With the prospect of England and Wales’ prison population rising to almost 100,000 by 2026, and no likelihood of financing decent regimes at this scale, things are becoming even more terrible. Some abolitionists foretold this trend, and we should all have listened earlier.
On 15 September he will be facilitating an online discussion on abolition with Woodbrooke. See www.woodbrooke.org.uk/quakers-exploring-penal-abolition.
Comments
I would love to see an active discussion regarding this article - I have reached a place of despair about the state of English and Welsh prisons and criminal justice more widely.
The issues are complex and go back centuries and I find it hard to express myself as clearly as Mike Nellis.
Ultimately penal reform - I am an abolitionist - acknowledging there wil always be some who for the time being need to be kept apart from most of society - and there I am rambling again - such is the problem for us neurologically disabled folk - who I fear figure dispproportionally in the statistics of those who are labeled convicts - whatever adjudication comes from the courts -
Again - “Ultimately penal reform needs” .. parliamentary action and such are the views of the majority of the electorate that it is only a very few members of parliament - especially in the House of Commons - whatever personal views they hold - who will take an active stand in favour of real reform - that MUST find ways of massivley reducing the numbers in prison - I know only really of the English and Welsh system.
It must always be remembered that within the UK we have three separate Criminal Justice Systems, Scotland, Norther Ireland and the aforementioned England and Wales.
Folk maybe interested - that when I last enquired - a few years ago - Ireland continues to have it’s probation system use the 1907 probation of offenders act - long since repealed in the remaining parts of the UK!
By Tolkny on 2nd September 2021 - 12:38
I had not realised my pseudonym “Tolkny” from decades ago would appear.
I was last a criminal justice professional in 2003 - and much earlier learned to protect my family’s identity.

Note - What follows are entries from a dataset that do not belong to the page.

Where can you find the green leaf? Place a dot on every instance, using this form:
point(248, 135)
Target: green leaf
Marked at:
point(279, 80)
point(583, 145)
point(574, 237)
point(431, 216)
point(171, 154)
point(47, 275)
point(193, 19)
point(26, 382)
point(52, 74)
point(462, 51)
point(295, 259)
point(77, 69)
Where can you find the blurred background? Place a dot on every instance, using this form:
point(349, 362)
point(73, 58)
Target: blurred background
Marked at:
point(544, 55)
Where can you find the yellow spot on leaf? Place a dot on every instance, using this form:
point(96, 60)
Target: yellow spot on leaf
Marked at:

Soon after we moved from Merseyside to Essex in 1982 as was conventional - I had my name listed in the telephone directory - I started getting calls at my home - very soon after that a particular disenchanted client of the probation service where I then worked started targeting colleagues and myself with malicious actions - the worse I faced was a puncture in a car tyre - the repairer said “it is unusual to see a row of nails knocked into a tyre” and when I was out of my office to have a client barricade himself in and do a little damage - the most difficult to resolve - was all the files he removed from a cabinet and threw from a first floor window onto the main street - he eventually went to prison - for Contempt of Court (his actions had breached orders of the Family Court - he was not a criminal client of the probation service)
Thus, when the internet came along, I mostly used a pseudonym - including when I first had an account on The Friend’s website.
By Tolkny on 2nd September 2021 - 12:57
I thought I had removed the pseudonym - but it seems that is beyond my technical competence!
Tolkny is Andrew S Hatton.
By Tolkny on 2nd September 2021 - 12:58
in his otherwise judicious editing of this article The Friend’s editor inadvertently truncated my Penn quote, diminishing Penn’s insight. It should have read “they have a right to censure who have a heart to help”. Without those last two words the following sentence makes less sense.